In [4]:
#spacy is a NLP library similar to NLTK, but the difference is spacy is OOP tool, 
# while nltk is proper string processing library
# spacy is most efficient, nltk provides customization and many algos

In [5]:
 import spacy

In [6]:
nlp=spacy.load("en_core_web_sm")
doc=nlp("Hii. I'm Dr. Yuvraj Singh.")
for sentence in doc.sents:
    print(sentence)

#printing sentences, sentence tokenization

Hii.
I'm Dr. Yuvraj Singh.


In [7]:
for sentence in doc.sents:
    for word in sentence:
        print(word)
        
#printing word from sentence, word tokenization

Hii
.
I
'm
Dr.
Yuvraj
Singh
.


In [8]:
import nltk

In [9]:
from nltk.tokenize import sent_tokenize
sent_tokenize("Hii.
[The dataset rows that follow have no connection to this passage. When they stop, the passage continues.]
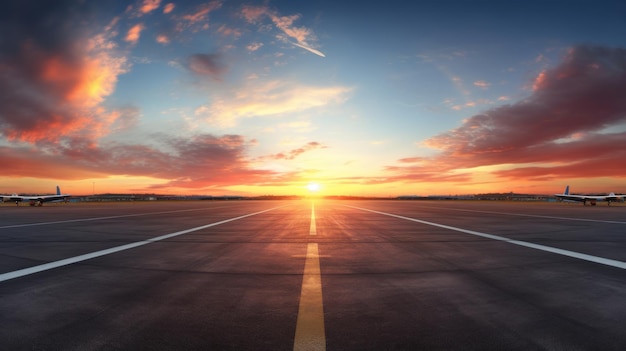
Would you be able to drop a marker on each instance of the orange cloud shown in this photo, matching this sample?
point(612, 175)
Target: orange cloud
point(63, 82)
point(149, 5)
point(168, 8)
point(558, 128)
point(134, 33)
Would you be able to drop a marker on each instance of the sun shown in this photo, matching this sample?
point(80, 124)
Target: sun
point(313, 187)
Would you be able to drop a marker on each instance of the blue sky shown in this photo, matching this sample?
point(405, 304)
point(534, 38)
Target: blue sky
point(265, 97)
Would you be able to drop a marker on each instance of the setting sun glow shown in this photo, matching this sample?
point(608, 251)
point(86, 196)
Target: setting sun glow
point(313, 187)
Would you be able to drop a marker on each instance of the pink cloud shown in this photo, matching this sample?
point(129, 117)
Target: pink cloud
point(134, 33)
point(197, 162)
point(299, 151)
point(149, 5)
point(207, 65)
point(55, 78)
point(168, 8)
point(560, 123)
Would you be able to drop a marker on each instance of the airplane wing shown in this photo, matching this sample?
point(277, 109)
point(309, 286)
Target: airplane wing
point(37, 200)
point(591, 198)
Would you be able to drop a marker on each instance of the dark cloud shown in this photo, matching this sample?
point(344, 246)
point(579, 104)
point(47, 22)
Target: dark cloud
point(48, 66)
point(561, 122)
point(207, 65)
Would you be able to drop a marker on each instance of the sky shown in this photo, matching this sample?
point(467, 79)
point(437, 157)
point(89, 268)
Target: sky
point(268, 97)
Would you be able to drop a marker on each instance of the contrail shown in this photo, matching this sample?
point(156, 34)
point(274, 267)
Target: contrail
point(316, 52)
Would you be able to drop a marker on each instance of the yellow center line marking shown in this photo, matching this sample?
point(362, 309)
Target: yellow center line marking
point(310, 334)
point(313, 229)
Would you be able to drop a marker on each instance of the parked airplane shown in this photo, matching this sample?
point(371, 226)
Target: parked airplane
point(591, 198)
point(37, 200)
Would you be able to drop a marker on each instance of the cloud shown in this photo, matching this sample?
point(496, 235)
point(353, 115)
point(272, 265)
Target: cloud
point(55, 73)
point(201, 13)
point(302, 35)
point(134, 33)
point(207, 65)
point(269, 99)
point(558, 131)
point(299, 151)
point(482, 84)
point(195, 162)
point(149, 5)
point(168, 8)
point(254, 46)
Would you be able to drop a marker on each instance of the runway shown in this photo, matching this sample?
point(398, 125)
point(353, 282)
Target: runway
point(312, 275)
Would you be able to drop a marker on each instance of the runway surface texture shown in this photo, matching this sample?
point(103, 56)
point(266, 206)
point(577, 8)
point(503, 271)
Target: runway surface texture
point(313, 275)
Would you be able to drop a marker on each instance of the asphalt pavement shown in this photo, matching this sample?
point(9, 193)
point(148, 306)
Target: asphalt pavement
point(313, 274)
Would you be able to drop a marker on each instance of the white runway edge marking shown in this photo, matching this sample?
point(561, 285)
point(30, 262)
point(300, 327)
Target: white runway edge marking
point(581, 256)
point(310, 334)
point(71, 260)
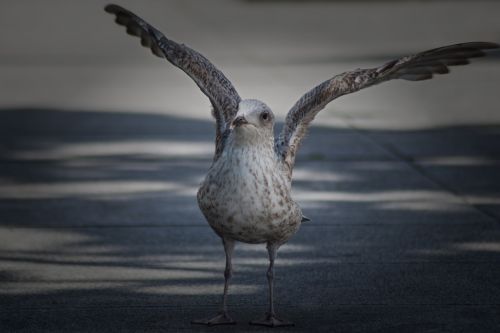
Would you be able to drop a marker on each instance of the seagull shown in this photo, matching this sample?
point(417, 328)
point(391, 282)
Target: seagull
point(246, 195)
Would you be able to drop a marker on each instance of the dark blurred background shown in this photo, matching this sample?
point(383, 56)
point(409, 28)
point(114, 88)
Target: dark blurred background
point(102, 147)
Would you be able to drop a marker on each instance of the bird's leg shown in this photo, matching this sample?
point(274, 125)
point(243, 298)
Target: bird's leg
point(270, 318)
point(222, 318)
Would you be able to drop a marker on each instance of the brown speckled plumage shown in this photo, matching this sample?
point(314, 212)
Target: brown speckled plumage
point(246, 193)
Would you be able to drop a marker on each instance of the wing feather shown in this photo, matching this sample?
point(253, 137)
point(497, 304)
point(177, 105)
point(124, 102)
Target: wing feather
point(210, 80)
point(417, 67)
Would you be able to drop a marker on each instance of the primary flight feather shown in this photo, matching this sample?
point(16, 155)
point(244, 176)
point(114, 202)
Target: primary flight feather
point(246, 194)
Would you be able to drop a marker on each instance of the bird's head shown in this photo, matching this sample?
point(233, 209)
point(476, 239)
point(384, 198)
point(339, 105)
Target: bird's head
point(254, 120)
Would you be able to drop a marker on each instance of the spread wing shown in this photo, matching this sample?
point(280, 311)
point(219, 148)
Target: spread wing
point(209, 79)
point(420, 66)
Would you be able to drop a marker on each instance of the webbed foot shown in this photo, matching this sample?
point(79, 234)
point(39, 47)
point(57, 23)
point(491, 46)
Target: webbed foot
point(220, 319)
point(271, 320)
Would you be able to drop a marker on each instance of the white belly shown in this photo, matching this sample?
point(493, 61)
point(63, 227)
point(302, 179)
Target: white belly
point(245, 197)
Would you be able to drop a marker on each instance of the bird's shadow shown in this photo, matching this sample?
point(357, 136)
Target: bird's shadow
point(100, 230)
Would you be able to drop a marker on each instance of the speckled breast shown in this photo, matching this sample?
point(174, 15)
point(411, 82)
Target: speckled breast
point(246, 197)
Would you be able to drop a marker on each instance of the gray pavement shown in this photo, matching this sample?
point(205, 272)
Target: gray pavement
point(99, 227)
I'm Dr. Yuvraj Singh.")

['Hii.', "I'm Dr. Yuvraj Singh."]

In [10]:
type(nlp)

spacy.lang.en.English

In [11]:
text='''
Look for data to help you address the question. Governments are good
sources because data from public research is often freely available. Good
places to start include http://www.data.gov/, and http://www.science.
gov/, and in the United Kingdom, http://data.gov.uk/.
Two of my favorite data sets are the General Social Survey at http://www3.norc.org/gss+website/, 
and the European Social Survey at http://www.europeansocialsurvey.org/.
'''

In [12]:
doc=nlp(text)

In [13]:
urls=[]
for token in doc:
    if token.like_url:
        urls.append(token.text)
urls

['http://www.data.gov/',
 'http://www.science',
 'http://data.gov.uk/.',
 'http://www3.norc.org/gss+website/',
 'http://www.europeansocialsurvey.org/.']

In [14]:
transactions = "Tony gave two $ to Peter, Bruce gave 500 € to Steve"
doc=nlp(transactions)
extracted_transactions = []

for token in doc:
    if token.like_num:
        next_token = token.nbor(1)
        if next_token and next_token.is_currency:
            extracted_transactions.append(f"{token} {next_token}")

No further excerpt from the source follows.